A two-week-old male Malayan tapir was displayed for the first time at the Minnesota Zoo on Wednesday. There are 37 Malayan tapirs in North America, including the zoo's newest calf. He was born July 30.
Tapirs are an endangered species and not commonly found in the wild, according to Tom Ness, the zoo's tropics and trails supervisor. There are only 1,500 to 2,000 Malaysian tapirs in the world, according to the International Union for Conservation. That's fewer than the world's population of tigers.
"Every birth is really important and every animal is really important, and that's why it's such an achievement for the staff here at the zoo," Ness said.
The Malayan tapir's gestation is 13 months long. The last tapir born at the Minnesota Zoo was a female in 2013.

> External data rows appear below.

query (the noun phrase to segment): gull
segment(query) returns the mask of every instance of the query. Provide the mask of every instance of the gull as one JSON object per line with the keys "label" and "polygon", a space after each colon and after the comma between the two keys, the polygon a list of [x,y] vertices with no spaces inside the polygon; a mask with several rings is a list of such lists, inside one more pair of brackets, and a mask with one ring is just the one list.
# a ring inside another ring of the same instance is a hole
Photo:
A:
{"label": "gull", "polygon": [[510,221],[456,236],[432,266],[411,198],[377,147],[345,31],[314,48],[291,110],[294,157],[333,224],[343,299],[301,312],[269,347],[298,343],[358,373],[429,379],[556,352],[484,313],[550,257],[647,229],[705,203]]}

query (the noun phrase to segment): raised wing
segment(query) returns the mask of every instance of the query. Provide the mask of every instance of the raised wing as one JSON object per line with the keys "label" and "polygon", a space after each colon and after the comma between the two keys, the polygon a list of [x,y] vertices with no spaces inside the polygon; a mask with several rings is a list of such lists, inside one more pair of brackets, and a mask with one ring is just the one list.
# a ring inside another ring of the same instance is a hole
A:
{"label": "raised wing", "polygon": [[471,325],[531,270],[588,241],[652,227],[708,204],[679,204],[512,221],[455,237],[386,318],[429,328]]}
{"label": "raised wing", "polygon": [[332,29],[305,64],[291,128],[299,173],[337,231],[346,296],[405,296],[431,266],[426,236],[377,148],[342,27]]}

Visitors might miss the new calf if they don't come in the morning. He is in the habitat from 9 to 10 a.m. daily to acclimate. After a few weeks, he will be there for half a day with his mother who, along with zoo staff, is currently teaching him to swim.
"They are bonding very well. It's kind of cute in the morning when they first go out," Ness said.
The calf was apprehensive about entering the new habitat, but after some calls between him and his mother he eventually made his way into his new home.
"They have this little baby squeal. It kind of sounds like a big dog crying," Ness said of the baby's vocalizations.